Après le massacre de Charlie Hebdo, on a vu, formidable, cette manifestation commune de "solidarité", ce besoin manifeste et urgent de "faire corps", de communier même dans une identique douleur, dans une même indignation, dans un unanime sentiment trouble. Et l'on voyait fleurir, à une vitesse extraordinaire des "Je suis Charlie" mi-bravaches mi-compatissants avant que de voir, tant nationalement qu'internationalement - tant ce genre de phénomènes est aujourd'hui planétaire- des foules battre le pavé pour crier silencieusement "plus jamais ça !" Hélas, peine perdue, de l'autre côté on est sourd. Pire que sourd même, on est ailleurs. Et les banderoles, les slogans, les habitus processionnaires ne changent rien, parfois je crois même que c'est tout le contraire. Nous réagissons avec notre pli humaniste et empathique - ce qu'il reste d'un christianisme évacué - mais de l'autre côté - un "autre côté" qui est simultanément notre ici désormais - on n'accède pas à ce langage-là, au contraire on y lit des signes d'une faiblesse et d'une peur évidentes.
Voici qu'une fois encore, à la faveur des réseaux sociaux, fleurissent des "Pray for Paris", des "Je suis Paris", des drapeaux tricolores, des tour Eiffel et d'autres signes comme le très ambigu "faites l'amour par la guerre" - slogan stupide, car celui qui fait l'amour, bien souvent fera la guerre aussi - qui manifeste ce besoin de communion et, osons-le, une espèce de fascination pour l'horreur commise. Fascination que l'on retrouve dans les mots eux-mêmes toujours choisis dans le registre du superlatif : barbarie, abominables, odieux, immonde, etc. Fascination télévisuelle qui, en boucle, repasse les mêmes images, les mêmes "informations", de manière incantatoire. Fascination au sens strict : attrait irrésistible qui paralyse, qui subjugue. Et si, après tout, le but de ces actes n'était pas celui-là : que nous soyons subjugués. Et, en vérité, nous le sommes peu ou prou.

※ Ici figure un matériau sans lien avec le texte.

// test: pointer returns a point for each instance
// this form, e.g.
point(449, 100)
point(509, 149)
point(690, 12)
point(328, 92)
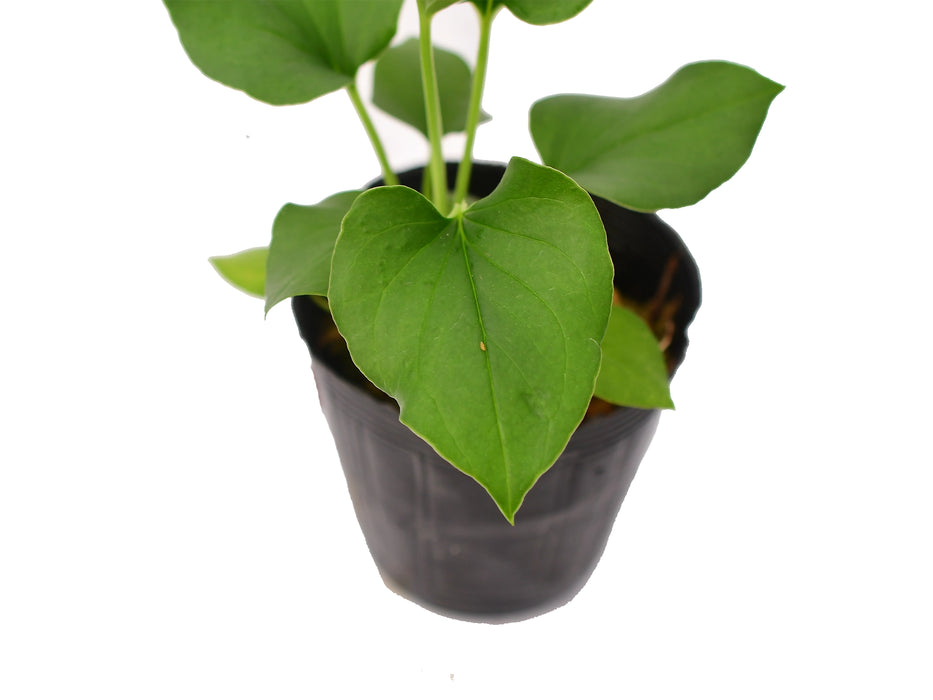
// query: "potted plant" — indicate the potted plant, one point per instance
point(500, 312)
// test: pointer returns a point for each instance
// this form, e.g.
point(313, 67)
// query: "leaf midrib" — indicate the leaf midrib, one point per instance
point(506, 460)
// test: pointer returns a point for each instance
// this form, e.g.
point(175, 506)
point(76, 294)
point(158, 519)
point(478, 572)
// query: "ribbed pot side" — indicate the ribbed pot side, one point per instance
point(434, 533)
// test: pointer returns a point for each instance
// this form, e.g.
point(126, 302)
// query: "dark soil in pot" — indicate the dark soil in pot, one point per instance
point(434, 533)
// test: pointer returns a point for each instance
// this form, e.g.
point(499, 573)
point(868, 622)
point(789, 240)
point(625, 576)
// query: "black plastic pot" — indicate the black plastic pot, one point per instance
point(434, 533)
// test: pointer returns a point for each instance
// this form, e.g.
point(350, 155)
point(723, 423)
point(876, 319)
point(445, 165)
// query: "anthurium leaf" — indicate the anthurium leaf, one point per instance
point(668, 148)
point(485, 326)
point(633, 372)
point(245, 270)
point(537, 11)
point(397, 87)
point(302, 245)
point(283, 51)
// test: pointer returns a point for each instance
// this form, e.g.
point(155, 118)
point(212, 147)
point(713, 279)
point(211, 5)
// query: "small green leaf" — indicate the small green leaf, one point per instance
point(485, 327)
point(397, 87)
point(302, 246)
point(633, 371)
point(245, 270)
point(435, 6)
point(667, 148)
point(283, 51)
point(537, 11)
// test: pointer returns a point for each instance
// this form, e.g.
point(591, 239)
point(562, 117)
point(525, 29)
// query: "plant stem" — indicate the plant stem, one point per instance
point(387, 175)
point(432, 106)
point(476, 98)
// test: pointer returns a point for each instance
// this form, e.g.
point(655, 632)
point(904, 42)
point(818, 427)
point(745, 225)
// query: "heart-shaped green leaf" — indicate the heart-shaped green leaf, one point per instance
point(537, 11)
point(284, 51)
point(245, 270)
point(485, 327)
point(398, 90)
point(302, 246)
point(667, 148)
point(633, 372)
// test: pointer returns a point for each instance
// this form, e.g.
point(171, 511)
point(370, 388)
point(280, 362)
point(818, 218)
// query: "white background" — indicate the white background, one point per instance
point(173, 519)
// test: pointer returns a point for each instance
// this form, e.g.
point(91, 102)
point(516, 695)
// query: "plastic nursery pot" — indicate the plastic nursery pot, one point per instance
point(435, 535)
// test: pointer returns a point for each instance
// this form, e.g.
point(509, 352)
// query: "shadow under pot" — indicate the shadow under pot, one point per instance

Dans cette affaire, on a évacué le religieux. Pourtant, il est partout : dans le communiqué de Daesh, dans les intentions des tueurs, dans les réactions du peuple (petites bougies, "Pray for Paris", fascination, besoin de communion), dans les manifestations de l'Etat. Mais jamais la religion n'a été évoquée directement. A la faveur d'un carnage, la communion nationale se manifeste impérieuse et presque tyrannique : c'est le processus même du mimétisme victimaire mis en évidence par René Girard. Les victimes du vendredi 13 novembre 2015 apparaissent dés lors comme des boucs émissaires d'une crise mimétique. Les bourreaux, on le dit et on le redit, font partie de la communauté nationale au même titre que les victimes. Et le résultat du sang versé est une communion nationale autour de ses symboles : président, drapeau, hymne. Normalement, du sacrifice mimétique la victime en ressort divinisée. Ce n'est pas exactement le cas ici. Les victimes, pour le moment -contrairement à ce que l'on avait vu pour Charlie - ne sont en rien "divinisées", aucun processus de ce genre ne semble se manifester. Ceux qui en tireront une certaine gloire sont les bourreaux. C'est à eux que le processus de divinisation profitera.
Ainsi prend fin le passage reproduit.